Angela Merkel will es also nochmal wissen. Aber gibt es noch etwas, was ich von ihr wissen will? Eher nicht. Eigentlich wären ja jetzt diejenigen, die jahrelang auf sie eingedroschen haben, an der Reihe, sich mit alternativen Angeboten ins Gespräch und in Stellung zu bringen. Aber die Merkel-Kritiker sind plötzlich seltsam mundfaul, manche sind regelrecht verstummt und versammeln sich sogar hinter hier. Offenbar will keiner so richtig kanzlern.

Ob man die deutschen Eliten per Wahlrecht zum Wandel zwingen sollte? Diese Frage schwingt in der Debatte mit, ob die zeitliche Begrenzung von politischen Führungsämtern gut für die Demokratie wäre. Ich halte das für eine technische Diskussion. Die Amerikaner fanden auch, dass acht Jahre Barack Obama genug sind. Und plötzlich weinen ihm viele hinterher, obwohl er noch nicht mal weg ist. Wenn die Leute Angela Merkel nicht mehr haben wollen, brauchen sie sie einfach nur nicht mehr wählen, und das sollten sie dann auch tun.

Ja, zwölf Jahre Merkel sind genug. Aber gerade deswegen ist es gut, dass sie nochmal kandidiert. Es ist anständig von ihr, dass sie sich nicht vor ihrer Abwahl drückt. Was wäre passiert, wenn Merkel tatsächlich ihren Rückzug angekündigt hätte? Dieselben Aasgeier, die jetzt maulen, weil sie nochmal kandidiert, würden ihr Verantwortungslosigkeit vorwerfen, nach dem Motto: Erst das Land ins Chaos führen, und dann abtreten! Ich wüsste nicht, warum Merkel nicht kandidieren sollte. Ich wüsste allerdings auch nicht, warum man sie wählen sollte.

Woraus sich natürlich die Frage ableitet, wem man stattdessen seine Stimme geben sollte. Die Beantwortung dieser Frage ist das eigentlich Problem – und nicht die Tatsache, dass Angela Merkel nochmal kandidiert. Sollte die Menschen sie aus lauter Angst vor Veränderungen wiederwählen, dann bestätigt das nur, wie visionslos, mutlos und alternativlos die Politik in Deutschland ist. Und dafür, dass es scheinbar keine Alternativen zu Merkel gibt, kann man Merkel ausnahmsweise mal nicht verantwortlich machen. Den Job müssten eigentlich diejenigen machen, die die ganze Zeit „Merkel muss weg!“ geschrien haben.

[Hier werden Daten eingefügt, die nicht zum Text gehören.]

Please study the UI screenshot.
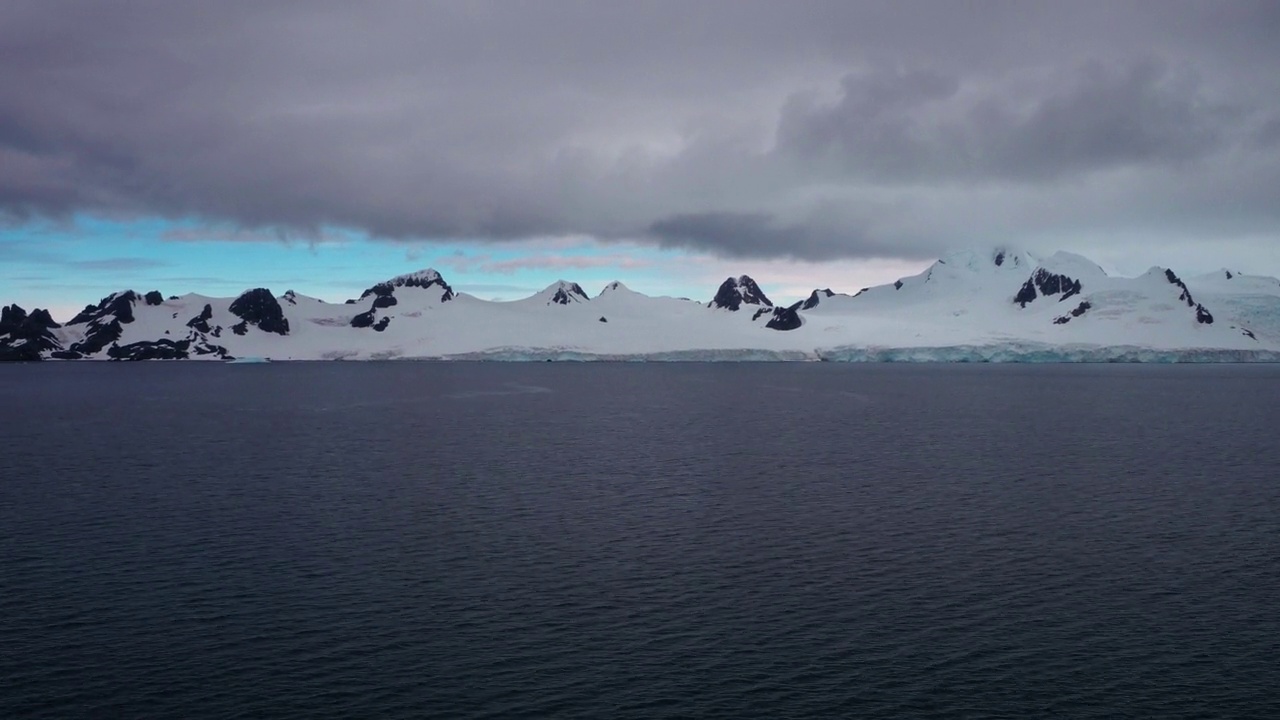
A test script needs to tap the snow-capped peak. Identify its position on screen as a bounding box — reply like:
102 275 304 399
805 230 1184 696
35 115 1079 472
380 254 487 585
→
534 281 590 305
387 268 447 287
707 275 773 310
360 268 453 302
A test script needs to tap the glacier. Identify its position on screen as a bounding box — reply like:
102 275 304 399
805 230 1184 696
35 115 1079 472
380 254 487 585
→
0 247 1280 363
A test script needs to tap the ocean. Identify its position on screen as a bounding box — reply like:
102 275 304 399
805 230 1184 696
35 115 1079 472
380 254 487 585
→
0 363 1280 719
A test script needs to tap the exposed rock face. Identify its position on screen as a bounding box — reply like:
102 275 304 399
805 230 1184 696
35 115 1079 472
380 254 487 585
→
187 302 214 333
800 287 836 310
360 269 453 305
1165 269 1213 325
710 275 773 311
106 338 191 360
54 290 140 360
1014 268 1080 307
229 287 289 334
550 282 590 305
0 305 63 361
1165 270 1196 307
1053 300 1093 325
67 290 138 325
764 306 804 331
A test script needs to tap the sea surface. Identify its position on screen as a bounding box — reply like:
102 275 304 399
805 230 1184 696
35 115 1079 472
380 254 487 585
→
0 363 1280 719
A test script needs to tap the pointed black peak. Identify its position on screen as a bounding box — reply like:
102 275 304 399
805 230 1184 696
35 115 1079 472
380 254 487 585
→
1165 268 1198 303
67 290 138 325
792 287 842 310
360 268 453 305
1014 268 1082 307
764 305 804 331
709 275 773 311
187 302 214 333
229 287 289 334
543 281 590 305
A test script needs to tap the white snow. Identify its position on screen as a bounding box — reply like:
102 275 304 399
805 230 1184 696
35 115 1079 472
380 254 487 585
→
27 249 1280 363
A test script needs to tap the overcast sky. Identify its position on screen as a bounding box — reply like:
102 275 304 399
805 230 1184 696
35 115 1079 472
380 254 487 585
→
0 0 1280 311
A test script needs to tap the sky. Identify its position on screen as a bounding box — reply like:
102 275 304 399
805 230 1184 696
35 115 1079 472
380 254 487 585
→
0 0 1280 316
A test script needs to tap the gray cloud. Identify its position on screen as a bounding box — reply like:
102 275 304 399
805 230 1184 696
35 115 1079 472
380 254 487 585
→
0 0 1280 259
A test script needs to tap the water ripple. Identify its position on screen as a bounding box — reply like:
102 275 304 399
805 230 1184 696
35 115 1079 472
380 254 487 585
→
0 364 1280 719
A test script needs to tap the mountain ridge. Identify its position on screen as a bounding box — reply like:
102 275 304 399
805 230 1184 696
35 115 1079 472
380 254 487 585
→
0 247 1280 361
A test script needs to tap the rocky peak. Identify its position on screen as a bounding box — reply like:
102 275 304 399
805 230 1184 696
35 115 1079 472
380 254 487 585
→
708 275 773 311
228 287 289 334
360 268 454 305
1014 268 1082 307
539 281 590 305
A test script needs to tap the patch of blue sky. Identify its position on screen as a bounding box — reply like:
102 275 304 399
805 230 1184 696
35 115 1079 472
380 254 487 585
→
0 211 705 316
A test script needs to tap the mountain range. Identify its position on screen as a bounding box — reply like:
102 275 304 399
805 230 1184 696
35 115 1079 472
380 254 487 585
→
0 249 1280 361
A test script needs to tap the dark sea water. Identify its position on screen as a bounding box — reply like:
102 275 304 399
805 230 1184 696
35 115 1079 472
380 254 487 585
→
0 363 1280 719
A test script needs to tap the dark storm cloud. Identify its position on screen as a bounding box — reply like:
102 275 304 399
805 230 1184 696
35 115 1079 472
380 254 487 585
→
778 61 1247 182
0 0 1280 259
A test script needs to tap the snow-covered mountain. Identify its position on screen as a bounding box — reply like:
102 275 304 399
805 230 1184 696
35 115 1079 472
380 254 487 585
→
0 249 1280 361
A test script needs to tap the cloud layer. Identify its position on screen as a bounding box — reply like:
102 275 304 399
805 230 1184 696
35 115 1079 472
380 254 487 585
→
0 0 1280 260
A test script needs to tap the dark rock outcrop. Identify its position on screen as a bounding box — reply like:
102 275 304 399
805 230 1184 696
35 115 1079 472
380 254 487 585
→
55 290 141 360
1014 268 1080 307
1165 269 1196 307
360 270 453 305
800 287 836 310
764 307 804 331
67 290 138 325
106 338 191 360
1053 300 1093 325
550 283 590 305
1196 302 1213 325
0 305 63 361
229 287 289 334
710 275 773 311
187 302 214 333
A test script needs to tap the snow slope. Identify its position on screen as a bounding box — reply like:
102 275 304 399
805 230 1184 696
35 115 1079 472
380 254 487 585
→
0 249 1280 361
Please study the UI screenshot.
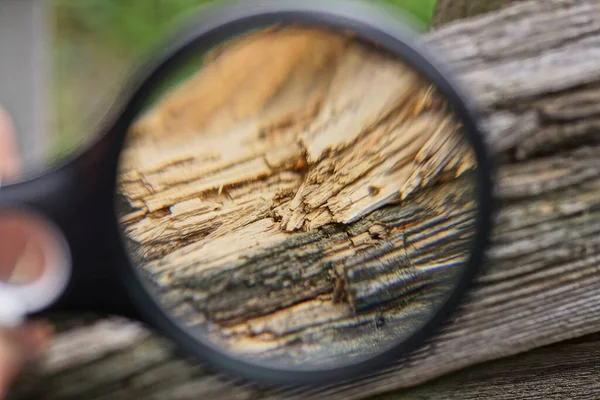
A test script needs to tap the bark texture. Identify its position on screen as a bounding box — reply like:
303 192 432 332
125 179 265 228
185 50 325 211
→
431 0 524 28
120 28 476 365
10 0 600 399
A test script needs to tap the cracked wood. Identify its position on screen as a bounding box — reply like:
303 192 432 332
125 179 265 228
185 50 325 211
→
115 28 476 363
10 0 600 400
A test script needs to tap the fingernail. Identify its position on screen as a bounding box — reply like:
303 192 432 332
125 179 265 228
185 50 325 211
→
8 240 44 285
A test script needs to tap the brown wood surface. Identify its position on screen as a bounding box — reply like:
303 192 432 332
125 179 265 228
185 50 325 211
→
10 0 600 399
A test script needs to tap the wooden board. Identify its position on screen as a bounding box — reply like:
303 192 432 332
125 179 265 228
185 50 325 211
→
10 0 600 399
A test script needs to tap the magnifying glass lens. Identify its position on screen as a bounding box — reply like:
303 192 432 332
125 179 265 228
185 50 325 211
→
118 26 478 370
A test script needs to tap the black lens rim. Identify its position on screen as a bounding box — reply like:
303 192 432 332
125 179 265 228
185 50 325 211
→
109 0 494 385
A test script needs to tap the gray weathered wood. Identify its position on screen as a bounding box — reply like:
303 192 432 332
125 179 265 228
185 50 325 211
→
0 0 51 172
10 0 600 399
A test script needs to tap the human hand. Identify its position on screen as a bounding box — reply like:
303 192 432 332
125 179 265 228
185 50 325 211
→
0 108 51 399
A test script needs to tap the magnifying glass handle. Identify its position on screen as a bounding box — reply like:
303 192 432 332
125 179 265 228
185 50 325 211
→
0 149 137 325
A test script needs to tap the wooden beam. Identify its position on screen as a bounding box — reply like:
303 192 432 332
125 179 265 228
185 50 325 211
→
8 0 600 399
0 0 51 170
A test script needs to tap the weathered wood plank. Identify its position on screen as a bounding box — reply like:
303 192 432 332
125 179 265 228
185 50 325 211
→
8 0 600 399
119 27 475 365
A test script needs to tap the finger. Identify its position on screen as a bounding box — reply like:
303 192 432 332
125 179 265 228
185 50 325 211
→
0 321 52 399
0 214 50 284
0 107 21 180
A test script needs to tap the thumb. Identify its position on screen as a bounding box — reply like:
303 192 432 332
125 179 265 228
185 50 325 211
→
0 107 21 180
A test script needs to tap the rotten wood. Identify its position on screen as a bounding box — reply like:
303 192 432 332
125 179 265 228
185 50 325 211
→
10 0 600 399
119 27 476 365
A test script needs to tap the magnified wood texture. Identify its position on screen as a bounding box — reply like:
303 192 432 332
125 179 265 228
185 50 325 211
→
120 27 477 366
15 0 600 399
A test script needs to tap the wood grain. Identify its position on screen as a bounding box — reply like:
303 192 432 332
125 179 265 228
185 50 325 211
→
10 0 600 399
119 27 477 366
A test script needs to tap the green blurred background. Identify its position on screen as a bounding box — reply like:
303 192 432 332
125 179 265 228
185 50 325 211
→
49 0 437 158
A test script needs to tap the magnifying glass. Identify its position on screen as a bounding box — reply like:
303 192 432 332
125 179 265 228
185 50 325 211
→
0 0 492 384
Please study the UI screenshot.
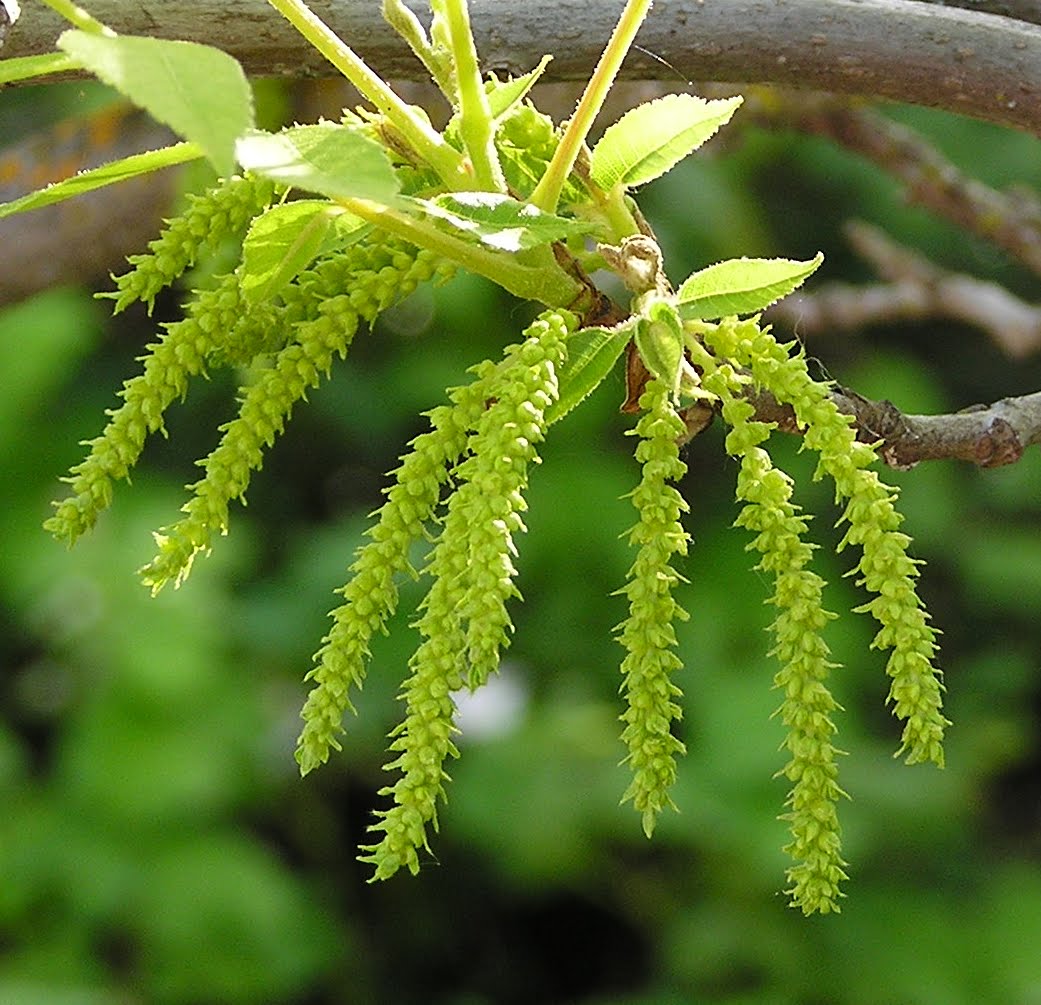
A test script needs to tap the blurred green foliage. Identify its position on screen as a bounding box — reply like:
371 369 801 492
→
6 78 1041 1005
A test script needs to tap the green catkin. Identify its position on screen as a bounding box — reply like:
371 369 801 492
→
142 243 436 593
618 372 688 837
361 311 575 879
44 275 262 545
297 363 494 775
704 320 949 767
705 381 847 914
454 311 575 687
101 175 275 313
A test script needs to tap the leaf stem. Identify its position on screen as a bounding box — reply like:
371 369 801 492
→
36 0 116 37
530 0 652 212
264 0 474 192
445 0 506 192
337 198 585 312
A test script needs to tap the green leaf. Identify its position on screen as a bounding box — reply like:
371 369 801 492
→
547 322 635 424
235 123 401 204
58 29 253 177
676 252 824 321
400 192 592 252
0 143 203 220
0 52 81 84
486 56 553 120
634 300 685 398
589 94 741 190
238 199 370 304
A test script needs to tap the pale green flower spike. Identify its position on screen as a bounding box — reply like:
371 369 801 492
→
704 320 949 767
618 372 688 837
297 362 494 775
141 248 443 593
104 175 275 315
705 385 847 914
141 297 358 594
451 311 575 687
44 276 260 545
360 311 575 879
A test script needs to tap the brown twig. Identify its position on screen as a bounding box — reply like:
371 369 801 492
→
752 387 1041 470
744 90 1041 276
766 222 1041 359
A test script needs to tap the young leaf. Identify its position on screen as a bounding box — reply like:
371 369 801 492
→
399 192 592 251
235 123 401 204
57 29 253 177
634 300 684 398
0 52 81 84
589 94 741 190
545 322 635 424
239 199 370 304
0 143 203 220
486 56 553 120
676 252 824 321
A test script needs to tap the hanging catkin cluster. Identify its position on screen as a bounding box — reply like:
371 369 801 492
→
38 13 947 913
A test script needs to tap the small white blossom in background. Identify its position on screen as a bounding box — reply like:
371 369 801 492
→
452 663 530 743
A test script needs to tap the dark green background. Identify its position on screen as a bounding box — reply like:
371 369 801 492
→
0 80 1041 1005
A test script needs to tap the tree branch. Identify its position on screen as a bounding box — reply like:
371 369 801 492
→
766 222 1041 359
752 387 1041 470
3 0 1041 135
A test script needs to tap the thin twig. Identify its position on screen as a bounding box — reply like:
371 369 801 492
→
742 90 1041 276
766 222 1041 359
751 387 1041 470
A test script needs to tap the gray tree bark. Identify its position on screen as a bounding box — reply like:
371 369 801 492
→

Wenn sich niemand als Kanzler aufdrängt und niemand Überzeugendes anzubieten hat, dann werde ich niemanden wählen. Spätestens seit den Wahlergebnissen in diesem Jahr sollte jeder begriffen haben, dass Wählengehen an sich nichts mit demokratischer Gesinnung zu tun hat.

Wenn die etablierten politischen Kräfte meinen, sich immer mehr aneinander anpassen und von der Wirklichkeit abschotten zu müssen, dann sollen sie das tun. Wobei das absurd ist: Aus Angst vor einem deutschen Trump steigt Deutschlands politische Elite in Hillarys Rettungsboot. Da kann ich nur sagen: Gute Reise und Petry heil! Diese Strategie der „Hillarisierung“ der deutschen Politik könnte ähnliche Folgen wie in den USA – wenn auch vielleicht noch nicht bei der nächsten Bundestagswahl.

 

Dieser Kommentar ist am 25.11.2016 in der BFT Bürgerzeitung erschienen.